Gustavo A. Cortes Puentes, MD
Gustavo A. Cortes Puentes, MD

Chest binding is an important gender-affirming practice that can help alleviate chest dysphoria, promote comfort and self-affirmation, and reduce experiences of misgendering. Among transgender and gender-diverse adolescents assigned female at birth, more than 60% report engaging in chest binding.12

Although generally considered safe when practiced with appropriate guidance, chest binding may be associated with physical effects that warrant clinical awareness. Commonly reported symptoms include musculoskeletal or chest discomfort, skin irritation, and respiratory symptoms such as dyspnea, with less frequent reports of rib fractures.34 These effects typically emerge within the first year of binding, whereas some, such as skin changes or rare complications, may develop over longer durations. Importantly, there is currently no evidence of progressive or irreversible pulmonary dysfunction attributable to chest binding.

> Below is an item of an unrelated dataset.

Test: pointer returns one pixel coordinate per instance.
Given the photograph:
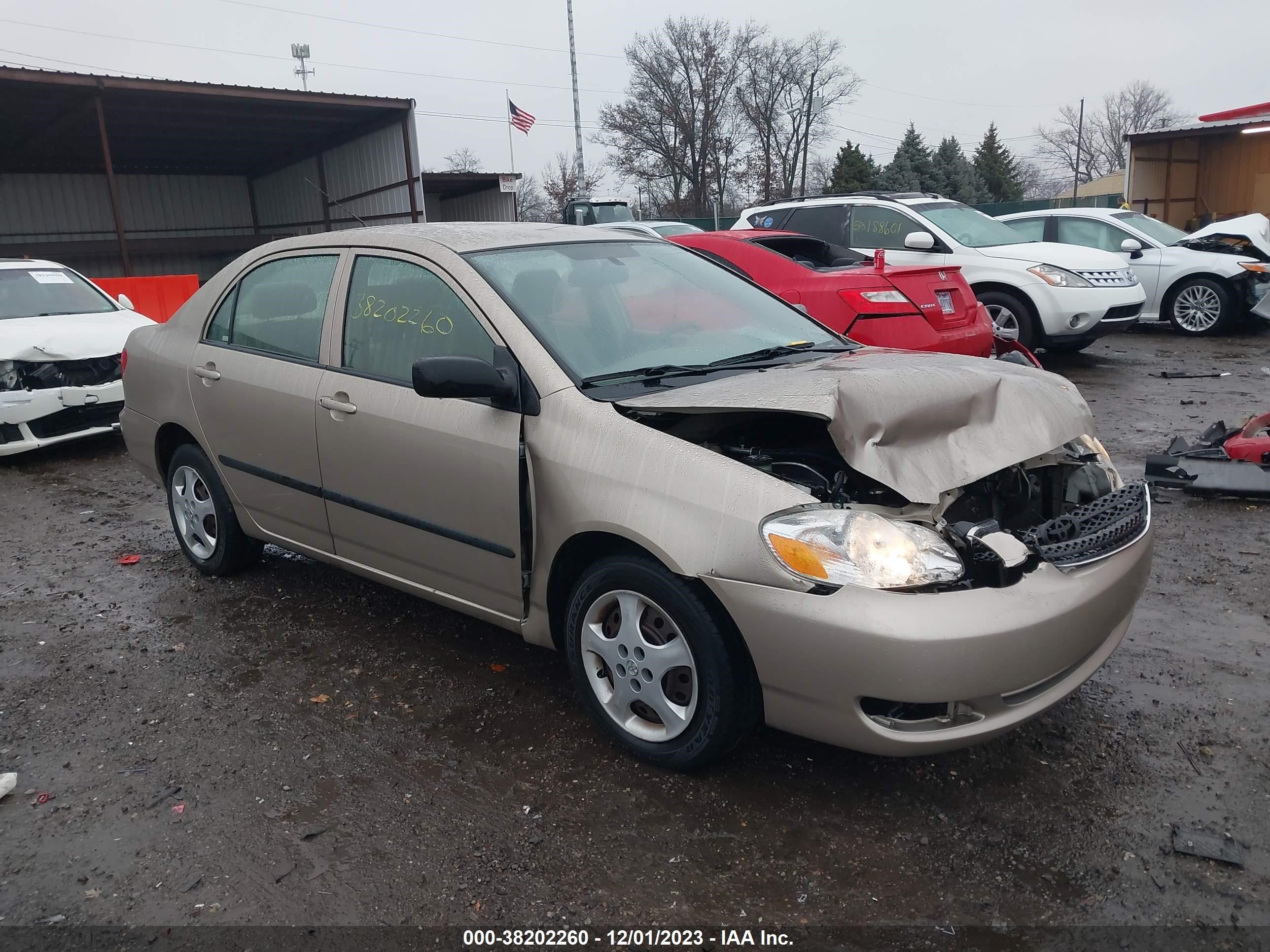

Current evidence indicates that chest binding causes acute, reversible restrictive changes in pulmonary function while the binder is worn but does not appear to cause long-term impairment of lung function in transgender and gender-diverse youth.5 In a recent study, binding was associated with temporary reductions in vital capacity, FVC, and FEV1—both in absolute and percent-predicted values.5 Regarding exercise tolerance, a pilot study in adolescents found no significant differences in cardiopulmonary exercise testing parameters with or without a binder, although overall fitness levels were below expected values—likely reflecting multifactorial influences, such as reduced physical activity.6

Although direct evidence remains limited, chest binding may affect sleep quality through physical discomfort or respiratory symptoms, and binding during sleep is generally not recommended. Clinicians should address this topic sensitively as part of comprehensive, gender-affirming care, routinely assessing sleep health and providing guidance on safer binding practices, including the importance of removing binders before sleep.78 Ongoing research is needed to further clarify the relationship between binding and sleep health in transgender and gender-diverse individuals.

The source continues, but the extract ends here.